I am trying to read a JSON file using pandas. The JSON file is in this format:
{
"category": "CRIME",
"headline": "There Were 2 Mass Shootings In Texas Last Week, But Only 1 On TV",
"authors": "Melissa Jeltsen",
"link": "https://www.huffingtonpost.com/entry/texas-amanda-painter-mass-shooting_us_5b081ab4e4b0802d69caad89", "short_description": "She left her husband. He killed their children. Just another day in America.",
"date": "2018-05-26"
}
{
"category": "ENTERTAINMENT",
"headline": "Will Smith Joins Diplo And Nicky Jam For The 2018 World Cup's Official Song",
"authors": "Andy McDonald",
"link": "https://www.huffingtonpost.com/entry/will-smith-joins-diplo-and-nicky-jam-for-the-official-2018-world-cup-song_us_5b09726fe4b0fdb2aa541201",
"short_description": "Of course, it has a song.",
"date": "2018-05-26"
}
However, I get the following error that I don't understand why:
ValueError Traceback (most recent call last)

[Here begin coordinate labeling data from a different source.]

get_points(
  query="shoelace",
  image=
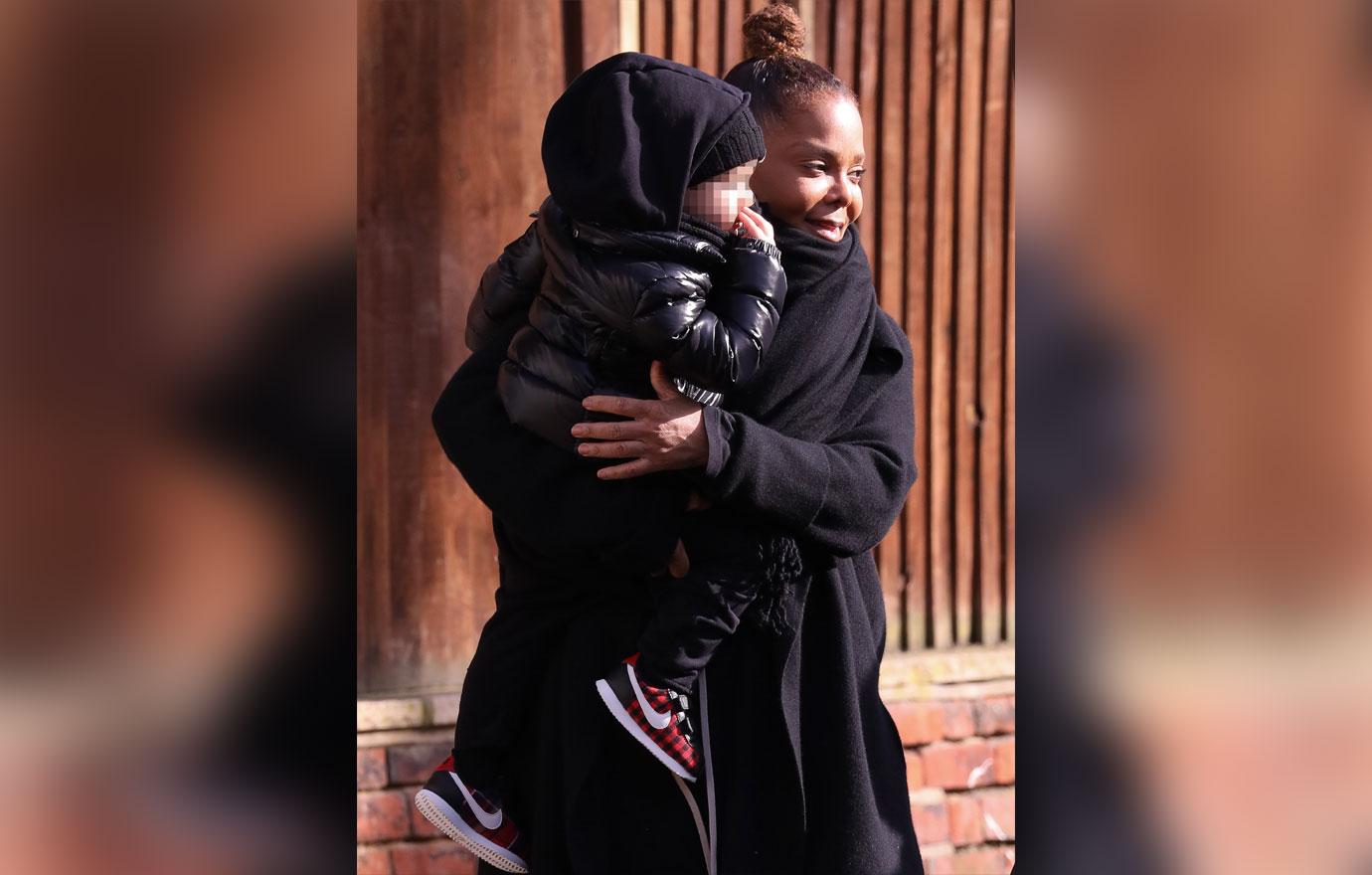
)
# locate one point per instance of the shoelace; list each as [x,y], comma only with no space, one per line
[681,708]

/var/folders/j6/rj901v4j40368zfdw64pbf700000gn/T/ipykernel_11792/4234726591.py in <module>
----> 1 df = pd.read_json('db.json', lines=True)
2 df.head()
~/opt/anaconda3/lib/python3.9/site-packages/pandas/util/_decorators.py in wrapper(*args, **kwargs)
205 else:
206 kwargs[new_arg_name] = new_arg_value
--> 207 return func(*args, **kwargs)
208
209 return cast(F, wrapper)
~/opt/anaconda3/lib/python3.9/site-packages/pandas/util/_decorators.py in wrapper(*args, **kwargs)
309 stacklevel=stacklevel,
310 )
--> 311 return func(*args, **kwargs)
312
313 return wrapper
~/opt/anaconda3/lib/python3.9/site-packages/pandas/io/json/_json.py in read_json(path_or_buf, orient, typ, dtype, convert_axes, convert_dates, keep_default_dates, numpy, precise_float, date_unit, encoding, encoding_errors, lines, chunksize, compression, nrows, storage_options)
610
611 with json_reader:
--> 612 return json_reader.read()
613
614
~/opt/anaconda3/lib/python3.9/site-packages/pandas/io/json/_json.py in read(self)
742 data = ensure_str(self.data)
743 data_lines = data.split("\n")
--> 744 obj = self._get_object_parser(self._combine_lines(data_lines))
745 else:
746 obj = self._get_object_parser(self.data)
~/opt/anaconda3/lib/python3.9/site-packages/pandas/io/json/_json.py in _get_object_parser(self, json)
766 obj = None
767 if typ == "frame":
--> 768 obj = FrameParser(json, **kwargs).parse()
769
770 if typ == "series" or obj is None:
~/opt/anaconda3/lib/python3.9/site-packages/pandas/io/json/_json.py in parse(self)
878 self._parse_numpy()
879 else:
--> 880 self._parse_no_numpy()
881
882 if self.obj is None:
~/opt/anaconda3/lib/python3.9/site-packages/pandas/io/json/_json.py in _parse_no_numpy(self)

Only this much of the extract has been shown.